There are countless ghost candidates who have been appearing for the civil service exam since 2003.
Over three lakh aspirants sit for the civil services exam every year hoping that the selection process is fair.
But documents available with NDTV show that there are some who take the test even without applying for it.
What's more the UPSC announced its results for the preliminary exams for the civil services but as in the past it did not give out important details such as the ranking and marks of all those who appeared in the exam.
This despite two orders from the Central Information Commission to make it more transparent.
In 2007, 3,34,114 candidates were allotted roll numbers by the UPSC.
Even though it received only 3,33,680 applications, thus 434 more candidates became eligible for the exam even without applying for it.
This seems to have become a practice. In 2006, 539 such ghost candidates were allotted roll numbers.
In 2005 the UPSC allotted 172 more roll numbers than the total number of applications it received.

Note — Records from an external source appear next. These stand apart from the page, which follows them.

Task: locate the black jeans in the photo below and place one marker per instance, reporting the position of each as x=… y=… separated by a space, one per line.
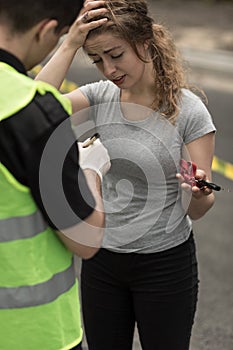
x=77 y=347
x=157 y=291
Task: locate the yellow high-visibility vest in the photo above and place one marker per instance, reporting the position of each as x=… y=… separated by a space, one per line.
x=39 y=304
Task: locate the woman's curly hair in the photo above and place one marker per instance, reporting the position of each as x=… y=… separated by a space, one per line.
x=129 y=20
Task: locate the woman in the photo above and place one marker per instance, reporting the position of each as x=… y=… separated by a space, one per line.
x=148 y=118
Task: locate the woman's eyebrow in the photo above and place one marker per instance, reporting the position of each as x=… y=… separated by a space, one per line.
x=105 y=51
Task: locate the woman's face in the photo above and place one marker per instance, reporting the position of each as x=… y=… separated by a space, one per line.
x=116 y=60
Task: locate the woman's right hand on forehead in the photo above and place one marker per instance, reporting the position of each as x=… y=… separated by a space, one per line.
x=85 y=22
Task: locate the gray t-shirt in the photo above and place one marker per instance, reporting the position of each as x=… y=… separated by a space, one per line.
x=142 y=197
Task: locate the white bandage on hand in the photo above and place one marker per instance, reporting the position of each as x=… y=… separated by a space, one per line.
x=94 y=157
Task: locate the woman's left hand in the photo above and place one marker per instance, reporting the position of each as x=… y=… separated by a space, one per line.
x=197 y=191
x=85 y=22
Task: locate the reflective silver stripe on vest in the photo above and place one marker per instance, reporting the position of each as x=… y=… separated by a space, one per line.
x=38 y=294
x=21 y=227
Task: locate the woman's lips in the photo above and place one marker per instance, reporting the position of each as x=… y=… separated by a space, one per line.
x=119 y=80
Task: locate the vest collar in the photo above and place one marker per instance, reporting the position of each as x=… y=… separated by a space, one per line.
x=12 y=60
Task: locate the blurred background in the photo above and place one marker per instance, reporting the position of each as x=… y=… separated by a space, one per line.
x=203 y=31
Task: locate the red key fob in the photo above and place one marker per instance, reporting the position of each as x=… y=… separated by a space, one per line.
x=188 y=171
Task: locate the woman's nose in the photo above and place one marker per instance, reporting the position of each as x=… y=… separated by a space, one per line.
x=109 y=68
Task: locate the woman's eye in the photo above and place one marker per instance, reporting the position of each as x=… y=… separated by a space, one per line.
x=117 y=56
x=96 y=61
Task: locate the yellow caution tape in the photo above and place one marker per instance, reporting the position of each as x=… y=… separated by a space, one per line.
x=222 y=167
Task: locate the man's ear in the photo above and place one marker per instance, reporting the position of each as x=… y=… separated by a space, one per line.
x=45 y=27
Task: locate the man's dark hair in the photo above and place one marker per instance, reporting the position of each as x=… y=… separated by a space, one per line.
x=22 y=15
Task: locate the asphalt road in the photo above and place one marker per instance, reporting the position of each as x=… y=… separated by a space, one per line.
x=213 y=329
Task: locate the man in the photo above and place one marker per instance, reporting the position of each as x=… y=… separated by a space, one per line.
x=39 y=306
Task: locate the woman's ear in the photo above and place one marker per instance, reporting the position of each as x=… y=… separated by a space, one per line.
x=45 y=27
x=146 y=44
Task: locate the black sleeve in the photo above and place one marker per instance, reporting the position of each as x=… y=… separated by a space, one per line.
x=39 y=147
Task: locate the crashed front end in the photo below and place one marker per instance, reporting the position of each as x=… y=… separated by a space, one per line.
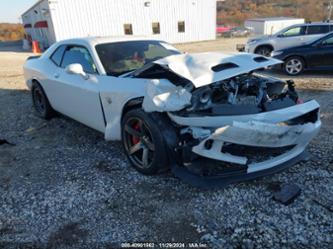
x=241 y=126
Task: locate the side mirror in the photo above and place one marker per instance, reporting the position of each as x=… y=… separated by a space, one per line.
x=76 y=69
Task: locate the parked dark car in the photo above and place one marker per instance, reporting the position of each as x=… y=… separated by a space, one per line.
x=316 y=55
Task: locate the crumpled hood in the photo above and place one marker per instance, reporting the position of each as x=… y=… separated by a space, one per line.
x=206 y=68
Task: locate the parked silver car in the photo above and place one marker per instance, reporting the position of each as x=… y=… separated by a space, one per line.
x=295 y=35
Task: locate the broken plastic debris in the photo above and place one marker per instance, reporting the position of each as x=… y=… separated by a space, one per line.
x=4 y=141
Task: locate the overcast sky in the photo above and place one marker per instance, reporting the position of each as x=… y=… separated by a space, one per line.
x=11 y=10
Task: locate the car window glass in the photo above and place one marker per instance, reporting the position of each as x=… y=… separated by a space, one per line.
x=317 y=29
x=122 y=57
x=296 y=31
x=57 y=55
x=80 y=55
x=328 y=42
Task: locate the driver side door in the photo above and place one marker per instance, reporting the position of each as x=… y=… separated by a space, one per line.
x=322 y=54
x=76 y=96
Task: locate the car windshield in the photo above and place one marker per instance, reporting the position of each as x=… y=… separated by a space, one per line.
x=122 y=57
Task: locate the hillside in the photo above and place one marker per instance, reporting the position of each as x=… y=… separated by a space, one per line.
x=11 y=32
x=237 y=11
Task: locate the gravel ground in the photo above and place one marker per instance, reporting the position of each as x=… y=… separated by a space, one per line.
x=63 y=186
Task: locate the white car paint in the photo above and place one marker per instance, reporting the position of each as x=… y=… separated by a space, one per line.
x=278 y=42
x=97 y=100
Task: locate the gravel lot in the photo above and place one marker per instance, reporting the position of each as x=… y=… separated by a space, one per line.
x=63 y=186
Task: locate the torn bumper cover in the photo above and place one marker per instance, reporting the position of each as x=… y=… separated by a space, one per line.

In 2004 and 2003 the number of such candidates was 439 and 72 respectively.
Reasons for discrepancy
The commission gives conflicting reasons for this discrepancy. In May this year it told Ravi Jindal an applicant under the RTI.
''Roll numbers are allotted randomly. Due to transfer of mix-up applications of other examinations, the number of total candidates applied may not match with that of the last roll number''
When NDTV contacted the UPSC it said that the difference in the numbers were due to random allotment of roll numbers a procedure in operation only since 2006.

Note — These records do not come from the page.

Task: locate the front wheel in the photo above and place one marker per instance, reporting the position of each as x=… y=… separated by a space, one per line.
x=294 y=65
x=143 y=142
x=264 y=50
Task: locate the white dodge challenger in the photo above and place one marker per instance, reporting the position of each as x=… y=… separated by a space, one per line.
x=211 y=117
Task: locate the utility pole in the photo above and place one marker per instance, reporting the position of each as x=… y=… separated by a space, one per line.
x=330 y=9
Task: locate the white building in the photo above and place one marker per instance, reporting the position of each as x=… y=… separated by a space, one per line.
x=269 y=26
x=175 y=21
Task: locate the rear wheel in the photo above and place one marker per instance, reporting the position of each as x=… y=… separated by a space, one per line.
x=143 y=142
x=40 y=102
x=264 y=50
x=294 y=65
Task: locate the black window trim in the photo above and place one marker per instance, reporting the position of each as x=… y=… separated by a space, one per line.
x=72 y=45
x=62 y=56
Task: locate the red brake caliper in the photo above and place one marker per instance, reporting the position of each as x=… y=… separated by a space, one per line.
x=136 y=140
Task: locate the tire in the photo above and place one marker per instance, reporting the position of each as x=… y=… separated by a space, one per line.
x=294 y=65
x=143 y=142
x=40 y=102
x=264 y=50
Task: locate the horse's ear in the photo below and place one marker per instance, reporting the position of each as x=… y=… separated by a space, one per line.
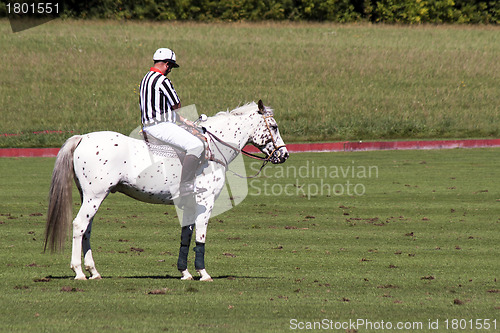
x=262 y=109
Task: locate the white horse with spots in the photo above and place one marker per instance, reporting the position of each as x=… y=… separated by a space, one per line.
x=104 y=162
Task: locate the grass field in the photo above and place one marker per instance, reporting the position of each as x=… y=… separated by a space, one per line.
x=420 y=244
x=326 y=82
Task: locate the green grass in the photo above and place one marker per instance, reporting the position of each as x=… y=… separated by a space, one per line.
x=421 y=244
x=326 y=82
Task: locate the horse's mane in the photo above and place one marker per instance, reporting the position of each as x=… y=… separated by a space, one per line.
x=242 y=110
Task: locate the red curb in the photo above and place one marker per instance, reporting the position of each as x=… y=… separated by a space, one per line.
x=346 y=146
x=28 y=152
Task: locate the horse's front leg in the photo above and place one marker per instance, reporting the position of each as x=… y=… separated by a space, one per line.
x=186 y=233
x=87 y=254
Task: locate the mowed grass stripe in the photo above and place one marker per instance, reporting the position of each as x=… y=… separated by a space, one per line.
x=421 y=243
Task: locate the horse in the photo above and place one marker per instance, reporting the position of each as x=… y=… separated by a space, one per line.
x=106 y=162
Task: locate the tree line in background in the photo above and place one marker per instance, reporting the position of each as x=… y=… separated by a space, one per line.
x=341 y=11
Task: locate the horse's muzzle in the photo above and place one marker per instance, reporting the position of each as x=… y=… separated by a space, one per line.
x=279 y=155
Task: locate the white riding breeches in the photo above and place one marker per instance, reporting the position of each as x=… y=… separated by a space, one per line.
x=175 y=135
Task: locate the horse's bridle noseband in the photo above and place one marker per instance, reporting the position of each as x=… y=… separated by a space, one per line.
x=257 y=157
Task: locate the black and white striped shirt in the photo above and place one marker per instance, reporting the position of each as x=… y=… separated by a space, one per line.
x=157 y=96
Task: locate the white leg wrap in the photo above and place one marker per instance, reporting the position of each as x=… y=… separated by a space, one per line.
x=186 y=275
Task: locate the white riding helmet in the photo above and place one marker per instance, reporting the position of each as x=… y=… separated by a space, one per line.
x=165 y=55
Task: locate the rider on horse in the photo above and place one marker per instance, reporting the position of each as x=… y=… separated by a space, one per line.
x=158 y=102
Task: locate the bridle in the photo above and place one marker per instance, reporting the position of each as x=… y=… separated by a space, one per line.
x=264 y=160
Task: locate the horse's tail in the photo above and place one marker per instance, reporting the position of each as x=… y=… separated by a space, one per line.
x=60 y=210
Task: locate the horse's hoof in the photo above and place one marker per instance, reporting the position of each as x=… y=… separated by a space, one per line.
x=207 y=278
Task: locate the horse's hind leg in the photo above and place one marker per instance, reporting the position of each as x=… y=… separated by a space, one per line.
x=88 y=260
x=82 y=225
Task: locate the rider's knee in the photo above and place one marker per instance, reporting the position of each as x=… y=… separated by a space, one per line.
x=196 y=149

But as these records show ghost candidates have been appearing for the exam since 2003.
''It could also imply that there is some kind of manipulation. Since the system being computerised there is no question of any error and error creeping in means some sort of manipulation is being done,'' said Ravi Jindal, Civil Services aspirant.
It's not just ghost candidates NDTV has come across another case in which the UPSC had its way.
In August 2005 the UPSC advertised for a post of senior scientific expert at the Forensics Science Laboratory in Delhi.
Sanjeev Kumar who worked at a government owned Forensic training institute did not have the five-year work experience or the requisite degrees for the post.
He applied for the post but the UPSC went ahead and short-listed him.
The Delhi government then wrote a letter to the UPSC saying Kumar did not qualify for the post.
But despite that the Commission recommended that Kumar be appointed.
As its recommendations are binding Kumar was hired.
NDTV tried to contact Sanjeev Kumar and the UPSC on this appointment but both refused to comment.
The UPSC recruits the top administrators of the country but it has been blocking efforts by students and aspirants seeking greater transparency in its selection process.
UPSC's plea that this would compromise the selection process is being challenged in the Delhi High court but this case of a blatant bias and bending of rules once again underscores the need for greater accountability.